(director/writer: Woody Allen; screenwriter: Marshall Brickman; cinematographer: Carlo Di Palma; editor: Susan E Morse; cast: Jerry Adler (Paul House), Lynn Cohen (Lillian House), Diane Keaton (Carol Lipton), Anjelica Huston (Marcia Fox), Woody Allen (Larry Lipton), Alan Alda (Ted), Ron Rifkin (Sy), Joy Behar (Marilyn), William Addy (Jack The Super), Melanie Norris (Helen Moss), Zach Braff (college son of the Liptons); Runtime: 108; MPAA Rating: PG; producer: Robert Greenhut; Tri-Star Pictures; 1993)
“An engaging life imitates art comedy/crime drama.”

Reviewed by Dennis Schwartz

Typical funny Woody Allen(“Annie Hall”/”Manhattan”/”Hannah and Her Sisters”) flick, where he’s the co-writer with Marshall Brickman, star and director. Woody teams up with Diane Keaton, for the first-time since the 1970s, as she gets the co-starring part meant for Mia Farrow (with Mia and Woody during filming going through an unpleasant custody battle).
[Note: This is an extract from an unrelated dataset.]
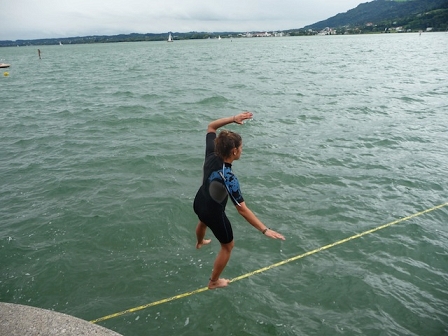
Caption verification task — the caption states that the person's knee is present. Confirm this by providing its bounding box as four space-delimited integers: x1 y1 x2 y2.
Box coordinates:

It’s an engaging life imitates art comedy/crime drama that might be a trifle and its complex plot too preposterous, but it gleefully entices film buffs with referenced films such as Double Indemnity, The Last Year at Marienbad, Rear Window and Welles’ Lady from Shanghai. Though it drags somewhat in the middle part, overall there’s something special about Woody doing his nebbish neurotic thing that provokes laughter.

Woody plays the middle-aged nervous wise-cracking book editor Larry Lipton, a Bob Hope-like movie coward, caught up with his nosy aspiring restaurant owner wife, Carol (Diane Keaton), who has too much time on her hands with the couple’s son attending Brown University. This leads wifey into investigating the doctor verified coronary death of their Manhattan next-door neighbor’s elderly wife Lillian House (Lynn Cohen). Because the kindly new widow Paul House (Jerry Adler) is not grieving for his long-time wife’s recent death and is instead acting cheery, Carol suspects him of murdering his wife and conducts an investigation with her sympatico adventurous divorced old playwright pal from New Jersey Ted (Alan Alda), someone Larry’s jealous of. When Lillian is spotted by Carol alive on a Manhattan crosstown bus hubby, to enliven his long-time dull marriage, changes his initial negative response to the investigation and joins in getting additional help from his imaginative sexy poetess client Marcia Fox (Anjelica Huston). Things perk up when revival cinema house owner House is tailed by Ted and Carol and spotted with gorgeous model Helen Moss (Melanie Norris). Also a player in the crime mystery is House’s long-time theater assistant Marilyn (Joy Behar), who is loyal to the boss and willingly provides alibis for him when needed.

The goofy film plays light with familiar old movie scenes of vanishing corpses, bumbling amateur sleuths, and a bickering couple obsessed with playing detective. The pic works since most of Woody’s one-liners hit the mark and its strange whodunit denouement is whacky enough to keep your attention throughout.